Each of the three SNPs explored in this study may affect the MSR1 function. The PRO3 in the 5′ untranslated region, where the promoter and transcription factor binding sites are located, may have a regulatory effect. The IVS5-59, an intronic SNP, may relate to cancer risk by influencing the MSR1 mRNA alternative splicing. The nucleotide changes (C → G) of P275A, a nonsynonymous SNP, lead to an amino acid change (Pro → Ala). However, the null findings in this study suggest that these common SNPs contribute little to prostate cancer risk. Except for study by Rennert et al. (14), previous studies suggested that rare MSR1 mutations related to high risk of prostate cancer (5, 13, 16). On the contrary, common sequence variants were associated with relatively low or even no risk of prostate cancer (5, 6, 10-12, 15). Similarly, a rare mutation, E265X, in the prostate cancer susceptibility gene RNASEL was associated with a higher risk of hereditary prostate cancer (17), whereas the common variants R462Q were only weakly associated with hereditary prostate cancer risk (17-20).

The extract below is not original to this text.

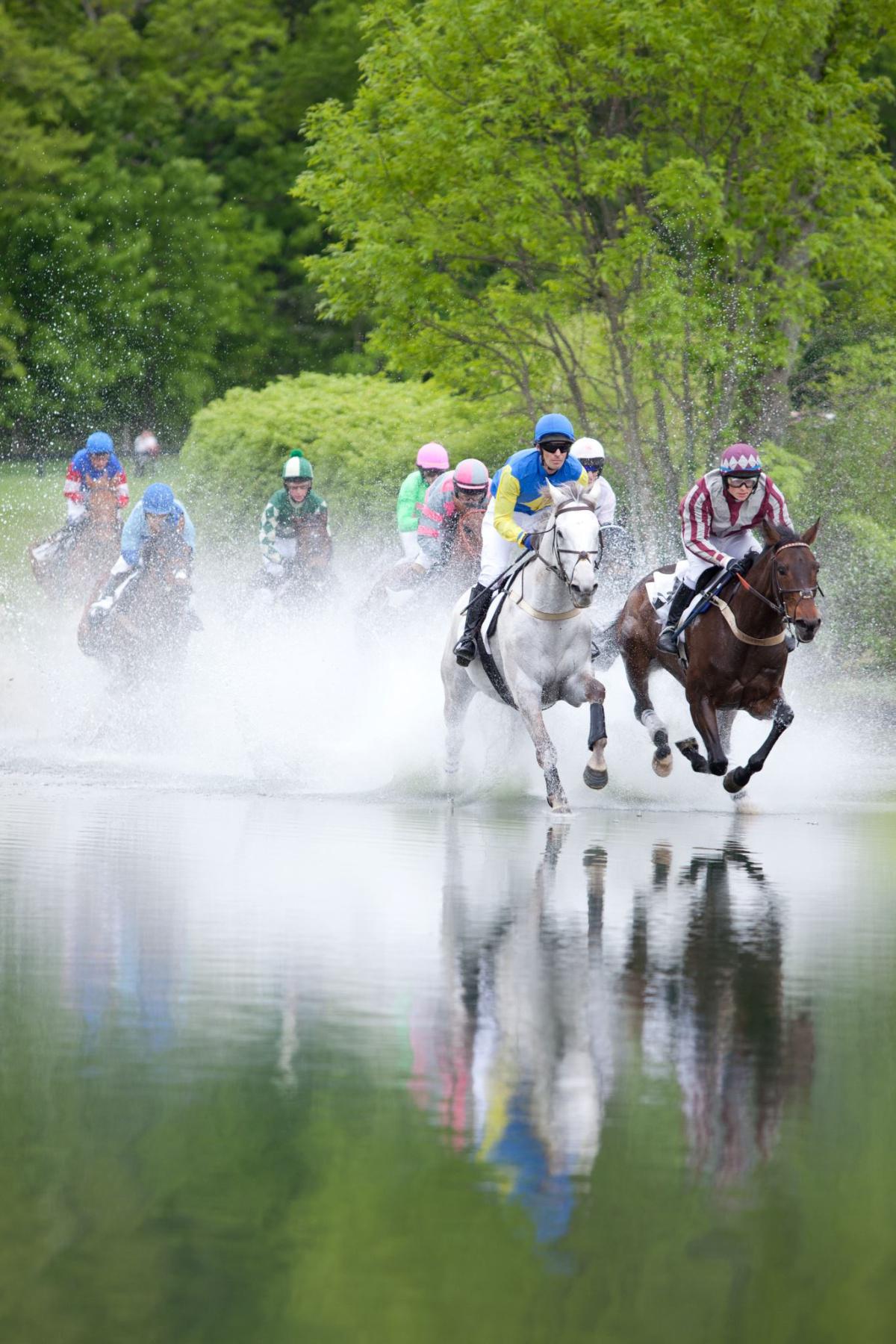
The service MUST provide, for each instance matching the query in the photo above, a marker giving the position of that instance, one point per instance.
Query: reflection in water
(519, 1058)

Although the nominal P values we present did not control the family-wise error rate for these post hoc comparisons, type I error rate was controlled by the single multiple degree-of-freedom test of association between MSR1 haplotypes and prostate cancer. Population stratification cannot be excluded in a case-control study (21), but this study had a large sample (n = 1,400); controls were selected from the population that gave rise to the cases and were composed of 94% Caucasians. Results were similar after the exclusion of non-Caucasians.

Chronic intraprostatic inflammation has been reported to increase the risk of prostate cancer (7). Our previous study (8) showed that variants in the innate immune gene TLR4 played a role in prostate cancer susceptibility. However, in our study and most previous studies, no association between sequence variants of MSR1 and prostate cancer risk has been observed.

We thank Monica Coleman for assistance, Pati Soule and Ana-Tereza Andrade for DNA sample extraction, and the Partners High-Throughput Genotyping Center (Dr. David Kwiatkowski, Alison Brown, and Maura Regan) for genotyping.